A student whose tutor agent drafts essays and organizes deadlines will learn to think and write in tandem with it. A manager whose assistant agent schedules, emails, and prioritizes begins to inhabit the identity of someone perpetually available. Over time, such relations could harden into kinds like the agent-reliant, the agent-skeptic, or the agent-tamer.
In this world, the looping effect runs both ways. Our agents learn from our habits and we adjust to theirs. Categories that once applied to people (like industrious, impulsive, or unpredictable) may migrate to our digital counterparts before boomeranging to redefine their users. At the limit, the classification of the human becomes inseparable from the classification of the human-machine pair.
Out of the loop
The future turns on the extent to which models apply pre-existing categories or participate in the constitution of social reality in a deeper way.
If they apply existing categories, they are likely to extend our bureaucracies of description to become faster and more granular, but still recognizably human in their judgments. If they make new categories, they may begin to co-author the terms of social life insofar as they shape what it means to be someone at all. Something that looks like assistance can, over time, become participation as people start to act through their systems, speak in their register, and defer to their sense of relevance.
The salve for this predicament is reflective practice that allows us to exert control over the type of selves we are able to become. Reflection in this register is about mindful awareness. It deals with our ability to encode the categories that are applied to us where possible, and to identify those classifications that the systems of others attach to us without our knowledge.
We should be able to inspect how AI systems classify us, modify these categories according to our preferences, and ensure the stability of these classifications over time.
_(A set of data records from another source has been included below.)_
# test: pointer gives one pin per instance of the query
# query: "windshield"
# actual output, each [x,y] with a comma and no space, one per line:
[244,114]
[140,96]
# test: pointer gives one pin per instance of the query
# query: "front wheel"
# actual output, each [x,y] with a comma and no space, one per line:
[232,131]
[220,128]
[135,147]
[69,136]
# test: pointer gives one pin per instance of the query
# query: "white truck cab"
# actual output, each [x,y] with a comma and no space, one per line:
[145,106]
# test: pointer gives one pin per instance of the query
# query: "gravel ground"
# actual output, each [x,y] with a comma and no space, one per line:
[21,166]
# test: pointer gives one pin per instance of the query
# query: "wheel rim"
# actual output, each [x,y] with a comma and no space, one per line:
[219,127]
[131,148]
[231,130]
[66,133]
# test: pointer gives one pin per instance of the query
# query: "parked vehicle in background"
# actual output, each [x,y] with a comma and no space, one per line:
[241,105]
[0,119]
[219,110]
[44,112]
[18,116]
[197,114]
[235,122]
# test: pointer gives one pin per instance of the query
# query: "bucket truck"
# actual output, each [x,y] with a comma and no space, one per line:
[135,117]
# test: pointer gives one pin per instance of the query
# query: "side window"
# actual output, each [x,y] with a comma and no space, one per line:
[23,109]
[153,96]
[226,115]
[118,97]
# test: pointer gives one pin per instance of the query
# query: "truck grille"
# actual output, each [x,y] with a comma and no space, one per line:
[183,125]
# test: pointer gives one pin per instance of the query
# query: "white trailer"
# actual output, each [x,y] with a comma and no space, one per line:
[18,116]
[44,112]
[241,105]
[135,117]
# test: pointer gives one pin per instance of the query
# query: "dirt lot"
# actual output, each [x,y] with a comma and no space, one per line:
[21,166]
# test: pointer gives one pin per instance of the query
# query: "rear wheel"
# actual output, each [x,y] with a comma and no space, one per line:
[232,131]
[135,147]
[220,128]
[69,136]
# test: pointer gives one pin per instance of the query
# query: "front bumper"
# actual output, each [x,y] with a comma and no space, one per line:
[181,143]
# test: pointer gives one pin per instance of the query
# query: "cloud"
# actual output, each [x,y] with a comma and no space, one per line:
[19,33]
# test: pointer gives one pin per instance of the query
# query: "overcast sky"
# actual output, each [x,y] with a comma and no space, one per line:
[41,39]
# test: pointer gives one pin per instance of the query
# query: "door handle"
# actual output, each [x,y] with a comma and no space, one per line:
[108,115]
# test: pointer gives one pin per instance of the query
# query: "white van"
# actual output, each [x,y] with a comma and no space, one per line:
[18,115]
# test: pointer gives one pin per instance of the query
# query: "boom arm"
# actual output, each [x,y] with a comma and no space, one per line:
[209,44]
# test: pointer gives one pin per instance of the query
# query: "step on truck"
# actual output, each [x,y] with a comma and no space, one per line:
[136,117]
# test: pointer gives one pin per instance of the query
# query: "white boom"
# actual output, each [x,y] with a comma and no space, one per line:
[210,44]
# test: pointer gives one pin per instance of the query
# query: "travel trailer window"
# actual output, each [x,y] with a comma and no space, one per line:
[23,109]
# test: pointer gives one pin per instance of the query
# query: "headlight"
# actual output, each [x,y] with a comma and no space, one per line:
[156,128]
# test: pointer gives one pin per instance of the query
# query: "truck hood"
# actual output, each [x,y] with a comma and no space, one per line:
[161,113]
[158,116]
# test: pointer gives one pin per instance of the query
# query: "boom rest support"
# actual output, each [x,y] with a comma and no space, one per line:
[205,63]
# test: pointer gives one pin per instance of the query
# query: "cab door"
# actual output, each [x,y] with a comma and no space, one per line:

Twitter’s tool is a good starting point, but is inadequate in that any manual changes do not remain stable for long. This principle of sustainable self-rule is essential for systems of the future. Tomorrow’s personal agents should model us according to our preferences and make us aware of the labels that others and their systems ascribe to us.
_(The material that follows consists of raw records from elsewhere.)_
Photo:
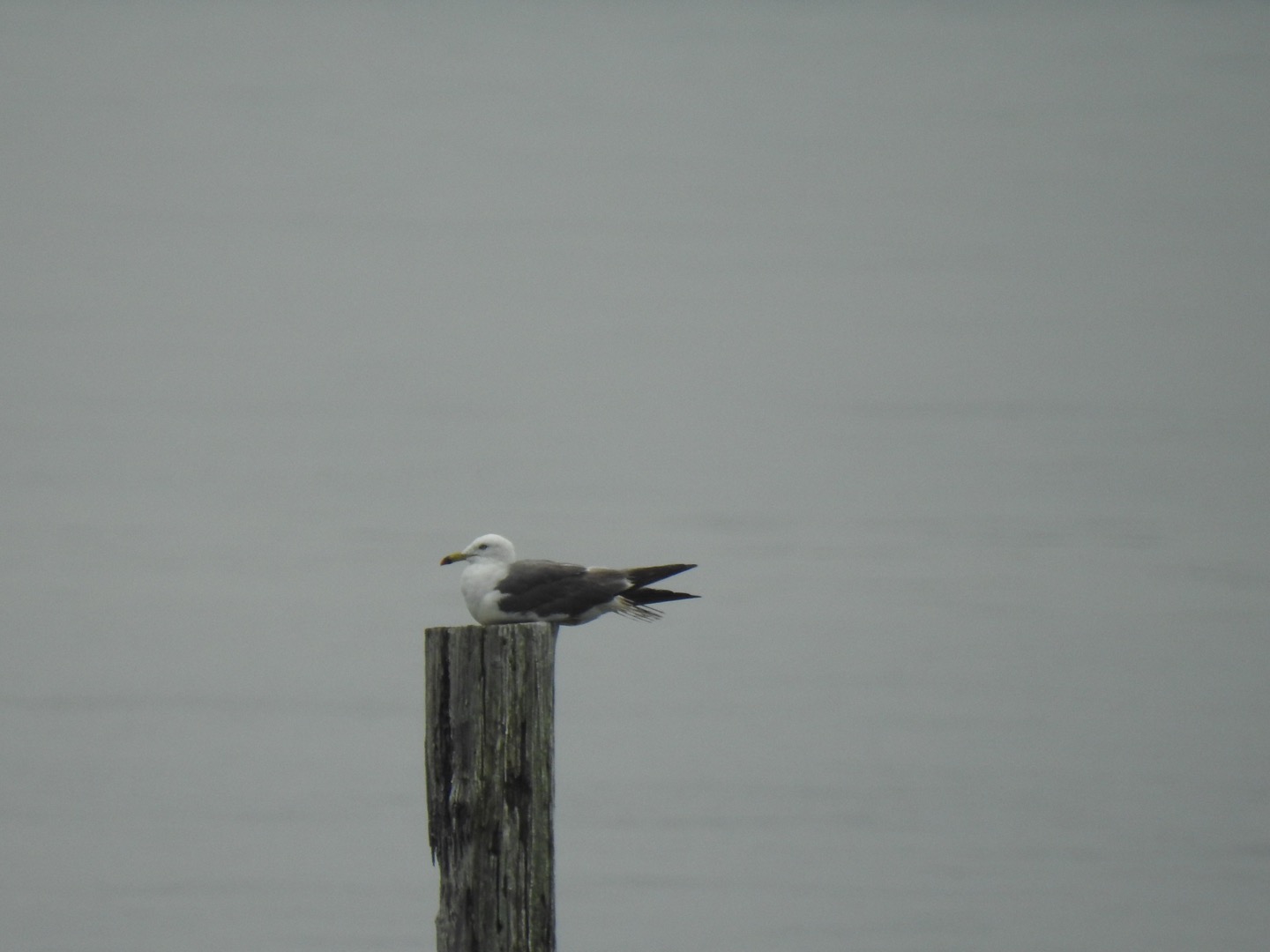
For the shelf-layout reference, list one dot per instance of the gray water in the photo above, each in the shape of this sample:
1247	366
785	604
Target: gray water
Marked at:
938	334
In this respect, we may not be so different from the patients and clinicians of the Multiple Personality Disorder era. They too lived inside a feedback loop shaped by categories that blurred the line between description and creation. The difference is that today the classificatory agents are not therapists or diagnostic manuals but computational systems whose reach extends across the texture of everyday life.
To reflect is to do what they could not: to see the loop as it forms and decide which versions of ourselves we wish to stabilize within it.
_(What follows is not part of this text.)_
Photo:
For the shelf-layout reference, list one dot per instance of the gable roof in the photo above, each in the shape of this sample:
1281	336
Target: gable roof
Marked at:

Good read :) Seems to me one of the core issues is that AI is really bad with context, and context IMO is fundamental to humanity. When I give AI a shitty prompt, I have yet to see it ask me to clarify, which almost any human would default to.
Ex- Replying with, "what?" or "I'm sorry, can you repeat that?" or "I didn't understand what you said, can you rephrase?"
The categorization becomes crucial when there is a lack of presence and ability to effectively clarify and practice reflective listening.
With presence and context, we can fluidly context switch moment by moment, in flow, and the need to categorize and be perfect on the first try is less important, because we know we can context switch quickly and easily.
This makes me wonder whether all our supposedly 'neutral' classifications are just invitations for people to inhabit new modes of distress or identity.